Author: Xiaotian Ma, MS (2025)

Primary advisor: Xiaoqian Jiang, PhD

Committee members: Shayan Shams, PhD and Yejin Kim, PhD

PhD thesis, McWilliams School of Biomedical Informatics at UTHealth Houston.


ABSTRACT

Biomedical sequential data, including longitudinal clinical trial data, 3D imaging, and surgical videos, are essential for disease detection and outcome prediction. Since manual review of such data is time-consuming and requires significant domain expertise, deep learning approaches are widely adopted to facilitate clinical decision-making. However, it remains challenging to interpret model predictions by identifying informative, localized features from a large volume of sequences, such as small blood clots in a large 3D CT scans or specific disease-relevant frames in a long surgical video.

This dissertation presents a comprehensive investigation into using deep learning for multiple modalities of biomedical sequential data. It introduces effective models for disease detection and outcome prediction, along with an automated pipeline to select task-relevant subsets of sequences.

First, a recurrent neural network with attention mechanisms is built to predict rapid progression (RP) of Alzheimer’s Disease (AD) using longitudinal data from pooled clinical trials. This study defines RP by changes in four neurocognitive and functional health measures, computes importance scores to identify predictive features, and visualizes the temporal trajectories of the selected features.

Second, a two-phase multitask learning framework is proposed to detect and characterize pulmonary embolism (PE) using 3D computed tomographic pulmonary angiogram (CTPA). This study can provide interpretation through attention-weight heatmaps to select 2D image slices and gradient-weighted class activation mapping (Grad-CAM) to highlight salient local regions.

Third, a deep learning framework consisting of contrastive pre-training and a location-aware transformer is designed to predict treatment outcome of ovarian cancer using sets of still frames from laparoscopic surgical videos. By integrating anatomical information, the model assigns attention scores for anatomical locations and uses Grad-CAM to highlight disease areas in each frame.

Lastly, a training-free, large language model (LLM)-driven pipeline is developed to automatically select meaningful frames from laparoscopic surgical videos. This method uses LLMs with deep research and web search to generate frame selection criteria with corresponding scores. The scores are then used to search important frames from surgical videos by updating the frame selection distribution iteratively.

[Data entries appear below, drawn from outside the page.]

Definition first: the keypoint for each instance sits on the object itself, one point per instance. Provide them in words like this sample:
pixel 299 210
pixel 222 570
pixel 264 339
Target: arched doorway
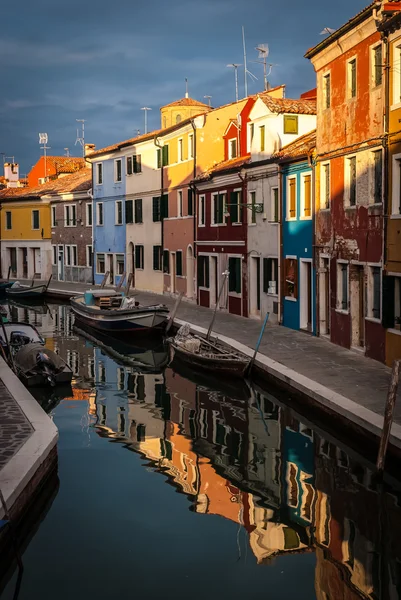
pixel 190 272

In summary, this dissertation thoroughly investigated how to tailor deep learning solutions to learn details from biomedical sequential data across multiple modalities for both detection and prediction tasks. By automatically select clinically relevant features from complex biomedical sequences, this work reduces the burden of manual data review and may support more efficient diagnosis and treatment planning. Future directions include integrating the models and pipelines into a unified feature selection system to support broader clinical applications using multimodal sequential data.